Ask HN: Whats a good way to handle my 497 bookmarks? - sh87
I’ve accumulated these over the course of 7 years. Some exported from IE, firefox, Chrome, del.icio.us some saved as .lnk files, some as text files. You get the idea. I realized a lot of them are dead (sadly). What do folks use to keep your bookmarks relevant ?
======
weekay
I had accumulated about 300 over the years and went through the following
process to tidy up. 1\. Get all links into a html format 2\. Run through a
python script to weed out invalid / dead links. 3\. Of the remaining active
links , run them through a script ( used headless chrome puppeteer ) to gather
title , tag info for each link . 4\. Check if any of the links were part of a
named folder and catalogue.
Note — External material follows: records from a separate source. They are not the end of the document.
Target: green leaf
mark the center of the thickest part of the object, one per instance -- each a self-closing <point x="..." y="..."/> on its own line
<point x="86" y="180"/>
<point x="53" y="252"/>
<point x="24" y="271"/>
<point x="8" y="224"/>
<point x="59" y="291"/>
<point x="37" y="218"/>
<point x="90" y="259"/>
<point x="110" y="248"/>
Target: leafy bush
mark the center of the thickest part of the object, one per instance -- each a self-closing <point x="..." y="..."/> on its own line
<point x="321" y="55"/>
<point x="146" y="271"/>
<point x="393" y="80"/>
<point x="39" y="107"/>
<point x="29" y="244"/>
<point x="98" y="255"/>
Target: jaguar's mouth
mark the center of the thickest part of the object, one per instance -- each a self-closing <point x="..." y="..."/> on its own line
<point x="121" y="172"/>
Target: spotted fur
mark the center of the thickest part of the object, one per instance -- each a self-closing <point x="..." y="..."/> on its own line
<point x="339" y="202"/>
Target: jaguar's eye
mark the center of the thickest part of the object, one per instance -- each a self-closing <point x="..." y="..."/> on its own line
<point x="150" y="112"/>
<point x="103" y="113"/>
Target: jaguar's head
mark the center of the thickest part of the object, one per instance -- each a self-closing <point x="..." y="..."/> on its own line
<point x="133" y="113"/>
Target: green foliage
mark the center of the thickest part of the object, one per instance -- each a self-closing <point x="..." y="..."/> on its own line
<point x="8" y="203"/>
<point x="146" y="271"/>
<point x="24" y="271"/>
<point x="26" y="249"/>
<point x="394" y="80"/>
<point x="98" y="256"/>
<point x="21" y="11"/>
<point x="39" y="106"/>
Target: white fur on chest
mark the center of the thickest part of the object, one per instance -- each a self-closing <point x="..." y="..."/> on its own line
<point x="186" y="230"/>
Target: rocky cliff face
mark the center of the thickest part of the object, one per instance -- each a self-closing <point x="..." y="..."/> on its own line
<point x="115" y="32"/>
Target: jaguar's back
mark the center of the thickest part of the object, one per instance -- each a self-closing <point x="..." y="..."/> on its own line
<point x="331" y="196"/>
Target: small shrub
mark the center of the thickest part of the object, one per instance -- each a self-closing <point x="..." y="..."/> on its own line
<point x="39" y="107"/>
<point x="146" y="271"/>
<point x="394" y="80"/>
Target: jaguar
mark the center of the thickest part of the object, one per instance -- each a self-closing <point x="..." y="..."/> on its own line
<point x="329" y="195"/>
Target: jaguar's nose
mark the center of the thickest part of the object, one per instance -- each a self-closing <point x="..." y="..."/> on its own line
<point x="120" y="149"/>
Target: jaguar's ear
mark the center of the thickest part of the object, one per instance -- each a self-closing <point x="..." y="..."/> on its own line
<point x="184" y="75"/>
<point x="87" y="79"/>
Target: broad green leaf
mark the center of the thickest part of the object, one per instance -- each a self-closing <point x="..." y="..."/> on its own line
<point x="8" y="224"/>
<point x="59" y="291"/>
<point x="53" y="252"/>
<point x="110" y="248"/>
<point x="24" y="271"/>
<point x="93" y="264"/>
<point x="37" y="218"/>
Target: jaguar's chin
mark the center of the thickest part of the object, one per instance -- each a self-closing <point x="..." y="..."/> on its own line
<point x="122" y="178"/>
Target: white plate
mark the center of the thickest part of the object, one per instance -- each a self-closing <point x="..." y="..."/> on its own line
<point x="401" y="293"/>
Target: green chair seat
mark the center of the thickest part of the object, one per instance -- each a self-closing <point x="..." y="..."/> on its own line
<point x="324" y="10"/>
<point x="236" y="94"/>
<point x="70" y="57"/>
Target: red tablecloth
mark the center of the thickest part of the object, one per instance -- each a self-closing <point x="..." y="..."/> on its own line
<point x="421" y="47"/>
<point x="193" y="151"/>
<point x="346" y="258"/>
Unfortunately some of the bookmarks were not filed
into named folders. 5\. Run a script to check for common keywords or terms and
group. ( Used R script ) 6\. Manual check again and group them with
appropriate #'s into Bear app which I use for note taking. While it might seem
Heath Robinson'ish way of achieving something , I went about it this way to
hone the skills around python , Puppeteer and R.

Now when I bookmark something I catalog why and what I want from that link
clearly noted down in Bear app with tags.

------
HAL9OOO
Look into pinboard.in

It’s what I use to manage my bookmarks, way better than delicious.

------
anigbrowl
You're not the only one with this problem.